Expression Interrupted

Journalists and academics bear the brunt of the massive crackdown on freedom of expression in Turkey. Scores of them are currently subject to criminal investigations or behind bars. This website is dedicated to tracking the legal process against them.

ETHA journalists remain in jail after first hearing

ETHA journalists remain in jail after first hearing

ETHA editor Semiha Şahin and reporter Pınar Gayıp appear before court for the first time after five months of detention


Two journalists for Etkin News Agency (ETHA), editor Semiha Şahin and reporter Pınar Gayıp, appeared for the first time before court on 10 September after five months in pre-trial detention.

The 23rd High Criminal Court of Istanbul, which oversees the case, ruled to continue the detention of both journalists and two other defendants, Ferhat Harun Pehlivan and Gülsen İmre. The court postponed the trial and scheduled 5 December 2018 as the date of the next hearing.

Şahin and Gayıp were detained on charges “membership in a terrorist organization” and “conducting propaganda for a terrorist organization” while the two other defendants of the case, Pehlivan, who has interned for ETHA, and İmre face the sole charge of “terror propaganda. The trial was monitored by P24, English PEN and several news organizations. 

Şahin: This is a political trial

ETHA editor Şahin said they were facing charges of membership in a terrorist organization for working for ETHA. “Freedom of information is a universal norm,” she said. “But (the indictment) considers ETHA as an illegal organization, the agency’s workers are criminalized and its news reports presented as evidence of a crime.
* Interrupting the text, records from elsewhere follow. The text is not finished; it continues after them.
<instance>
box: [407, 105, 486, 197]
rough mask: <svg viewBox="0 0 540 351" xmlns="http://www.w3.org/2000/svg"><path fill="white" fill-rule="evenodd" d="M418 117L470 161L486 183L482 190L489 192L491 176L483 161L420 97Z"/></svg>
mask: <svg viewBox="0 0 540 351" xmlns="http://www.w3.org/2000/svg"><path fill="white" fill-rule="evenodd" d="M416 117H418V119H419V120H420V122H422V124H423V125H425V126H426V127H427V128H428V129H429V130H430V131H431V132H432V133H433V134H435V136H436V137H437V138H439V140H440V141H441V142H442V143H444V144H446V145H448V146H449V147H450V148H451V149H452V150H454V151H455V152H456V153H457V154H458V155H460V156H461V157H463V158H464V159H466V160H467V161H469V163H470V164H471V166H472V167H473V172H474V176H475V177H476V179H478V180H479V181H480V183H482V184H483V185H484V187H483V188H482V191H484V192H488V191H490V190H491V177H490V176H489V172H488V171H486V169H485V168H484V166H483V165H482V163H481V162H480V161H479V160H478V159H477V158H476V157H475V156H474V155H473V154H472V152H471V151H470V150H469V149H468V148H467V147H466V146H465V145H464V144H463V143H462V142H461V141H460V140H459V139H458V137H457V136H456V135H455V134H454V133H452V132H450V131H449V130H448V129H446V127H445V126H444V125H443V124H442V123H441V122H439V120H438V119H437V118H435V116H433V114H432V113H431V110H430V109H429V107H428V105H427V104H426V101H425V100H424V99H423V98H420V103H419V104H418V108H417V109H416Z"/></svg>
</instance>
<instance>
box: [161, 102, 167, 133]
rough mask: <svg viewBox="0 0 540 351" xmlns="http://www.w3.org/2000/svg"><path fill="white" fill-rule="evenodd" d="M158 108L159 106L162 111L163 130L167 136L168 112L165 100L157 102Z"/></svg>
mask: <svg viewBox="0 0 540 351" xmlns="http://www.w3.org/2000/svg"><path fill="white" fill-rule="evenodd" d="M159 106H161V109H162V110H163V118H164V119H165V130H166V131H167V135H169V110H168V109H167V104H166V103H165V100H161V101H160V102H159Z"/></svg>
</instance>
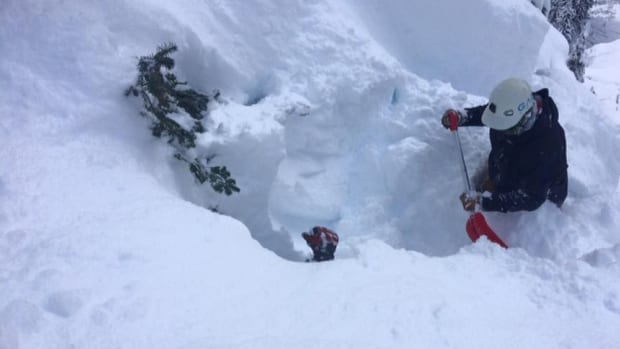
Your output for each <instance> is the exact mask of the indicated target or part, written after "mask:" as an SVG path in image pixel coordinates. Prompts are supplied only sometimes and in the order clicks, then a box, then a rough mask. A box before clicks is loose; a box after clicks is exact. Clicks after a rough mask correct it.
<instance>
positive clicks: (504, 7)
mask: <svg viewBox="0 0 620 349" xmlns="http://www.w3.org/2000/svg"><path fill="white" fill-rule="evenodd" d="M351 6H352V7H353V8H354V9H355V11H356V12H357V13H358V15H359V16H360V17H361V18H362V20H363V21H364V22H365V24H366V26H367V27H368V29H369V31H370V34H371V35H372V36H373V37H375V39H376V40H377V42H381V43H382V44H383V46H384V48H385V49H386V50H387V51H388V52H390V53H391V54H392V55H393V56H394V57H395V58H396V59H397V60H399V61H400V62H401V63H402V64H403V65H404V66H405V67H406V68H407V69H409V70H410V71H411V72H413V73H415V74H417V75H419V76H421V77H423V78H425V79H429V80H431V79H438V80H442V81H445V82H450V83H451V84H452V85H453V86H454V87H455V88H456V89H458V90H464V91H468V92H470V93H475V94H478V95H483V96H484V95H487V94H488V93H489V91H491V89H492V87H493V86H494V85H495V84H497V82H499V81H501V80H503V79H505V78H506V75H512V76H514V77H520V78H527V77H529V76H530V75H531V74H532V73H533V72H534V70H535V64H536V56H537V55H538V51H539V49H540V47H541V45H542V43H543V40H544V38H545V34H546V32H547V31H548V30H549V28H550V26H549V23H548V22H547V21H546V19H545V17H544V16H543V15H542V14H541V13H540V11H539V10H538V9H537V8H536V7H535V6H532V4H530V3H529V2H528V1H523V0H475V1H454V0H436V1H408V0H397V1H387V2H385V1H384V2H377V1H373V0H360V1H355V2H354V3H352V4H351ZM420 14H425V15H420ZM414 18H415V19H414ZM438 18H440V19H441V20H440V21H438V20H437V19H438ZM481 18H483V19H484V20H482V21H481V20H480V19H481ZM472 38H476V39H475V40H472ZM525 38H527V39H525ZM472 42H475V45H473V46H472Z"/></svg>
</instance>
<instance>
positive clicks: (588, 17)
mask: <svg viewBox="0 0 620 349" xmlns="http://www.w3.org/2000/svg"><path fill="white" fill-rule="evenodd" d="M593 5H594V0H552V1H551V10H550V11H549V22H551V24H552V25H553V26H554V27H555V28H556V29H557V30H559V31H560V32H561V33H562V35H564V37H565V38H566V40H567V41H568V43H569V58H568V61H567V62H566V64H567V65H568V67H569V69H570V70H571V71H572V72H573V73H574V74H575V78H577V80H579V81H581V82H583V75H584V73H585V63H584V62H583V53H584V52H585V49H586V25H587V21H588V18H589V11H590V8H592V6H593Z"/></svg>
This is why I would argue that this is not a legal, but a political trial.”

Durin her defense statements, Şahin also noted ETHA’s report on their detention was used as evidence. “During our detention in police custody we engaged in a hunger strike to protest the house raid arrest carried out by police officers, including special operation forces. This was also used as an evidence against us in the indictment,” she said. Evidence against her included 3-4 social media posts that she said had been picked out of her more than 7,000 tweets. “We are considered as usual suspects and arrested when it’s opportune. How can there be a fair trial with such approach?” she asked. 

For her part, Pınar Gayıp said she wasn’t called to testify by the police before being arrested. “I have lived in the same house since I came to Istanbul, worked at the same agency and came to the courthouse to follow trials almost every day,” she said. “I have never been called to testify even once. Instead, my house was raided at dawn by police wearing balaclavas and holding long barrelled weapons.” Following their arrest by police, they were sent to pre-trial detention without testifying to the prosecutor despite remaining seven days in custody, Gayıp said. “I’m sure that I will be acquitted if the court abides by the law,” Gayıp told the court, demanding her release. 

Lawyers speaking at the hearing criticized that rallies or commemorations both journalists attended 3 or 4 years ago were presented as evidence in the case. “If my client committed a crime by attending those demonstrations 3-4 years ago, why didn’t the police department report it to the prosecution then? How come these demonstrations can be presented as an evidence 3-4 years later when there had been no warnings, no police dispersal and no arrest?” Semiha Şahin’s lawyer Özcan Karakoç asked. 

Pınar Gayıp’s lawyer Kader Tonç said documents certifying that ETHA is a legal agency and her client was legally working for them had been submitted to the court. “Could you imagine a terrorist organization having official documents attesting that a certain person is their employee?” she told the court. 

Following the defense, the prosecutor demanded the continuation of the detention of all four defendants in the case arguing that there were “elements missing” in the case. Following a short break, the court ruled that all four defendants should remain in detention pending trial, setting 5 December 2018 as the date of the next hearing. 

Meanwhile, journalists who were asked to leave the courtroom as during the deliberation of the demands of release, could not observe the announcement of the court’s decision over the head judge’s demand. Journalists who followed the hearing protested the head judge’s attitude, considering it a “lack of transparency”.